In a study by Kreisler et al. (12), analysis of 150 specimens revealed no significant differences between groups. However, cell numbers were slightly higher on laser specimens. Authors concluded that diode laser at parameters used did not have a substantially positive effect on new attachment of PDL cells on tooth specimens. Results of their study was along with the results of current study. It should be mentioned that not only laser wavelength and/or group could have an effect on cells and tissue phenomenon, but also the treatment setting is an important issue. The power higher than 1W might cause risk of carbonization on root surface (12).
In a study by Hakki et al(15), both laser set-ups provided a biocompatible surface for survival of fibroblasts. Surface which was treated with short pulse Er,Cr:YSGG seemed to provide better condition for fibroblast attachment than specimens treated by long pulse laser or hand instruments. It should be noticed that because of ablation effect of erbium family lasers, it is imperative to use the set-up that do not have an alteration effect of root surfaces.
Due to several different parameters such as wavelength of laser system, power output, mode of operation, time of exposure, distance of the tip from the specimen, working angle and lack of abundant studies on 940nm diode laser, it is challenging to compare results from different investigations.
The application of diode laser with a wavelength of 940 nm and parameters used in this study, did not affect fibroblasts cultured on the root surfaces. Quantitative cell adhesion was marginally higher in laser-treated group than in SRP group. The difference was not significant and probably not of any clinical importance.

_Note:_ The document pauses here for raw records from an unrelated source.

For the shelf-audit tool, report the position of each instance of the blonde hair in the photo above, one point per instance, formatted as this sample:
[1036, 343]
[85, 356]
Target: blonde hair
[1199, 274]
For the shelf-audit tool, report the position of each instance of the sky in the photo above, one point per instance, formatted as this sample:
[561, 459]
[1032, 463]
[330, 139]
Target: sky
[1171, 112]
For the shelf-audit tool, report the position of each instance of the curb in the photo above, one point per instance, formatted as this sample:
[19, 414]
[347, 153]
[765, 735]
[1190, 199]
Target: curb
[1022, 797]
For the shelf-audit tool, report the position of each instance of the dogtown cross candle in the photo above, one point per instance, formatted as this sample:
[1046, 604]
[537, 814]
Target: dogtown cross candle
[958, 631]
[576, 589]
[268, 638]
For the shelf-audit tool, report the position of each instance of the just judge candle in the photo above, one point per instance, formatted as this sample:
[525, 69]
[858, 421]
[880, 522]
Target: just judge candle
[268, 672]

The findings of this research indicate that diode laser as an adjunct treatment to mechanical debridement has a questionable role in improving fibroblast adhesion and new connective tissue attachment formation. Additionally, in vitro studies are indispensable to approve application of diode laser and to recommend ideal laser properties for use in pocket debridement.
Conclusions
Within the limitations of this study, it was found that diode laser with a wavelength of 940 nm has an insignificant effect on degree of adhesion of fibroblasts to root surface in teeth extracted because of chronic periodontitis. However, there are still uncertainties about laser biologic mechanism, which requires further studies with larger sample size and more extended period.
Conflict of Interest
No potential conflict of interest relevant to this article was reported.
Acknowledgment
There is no acknowledgment for this study.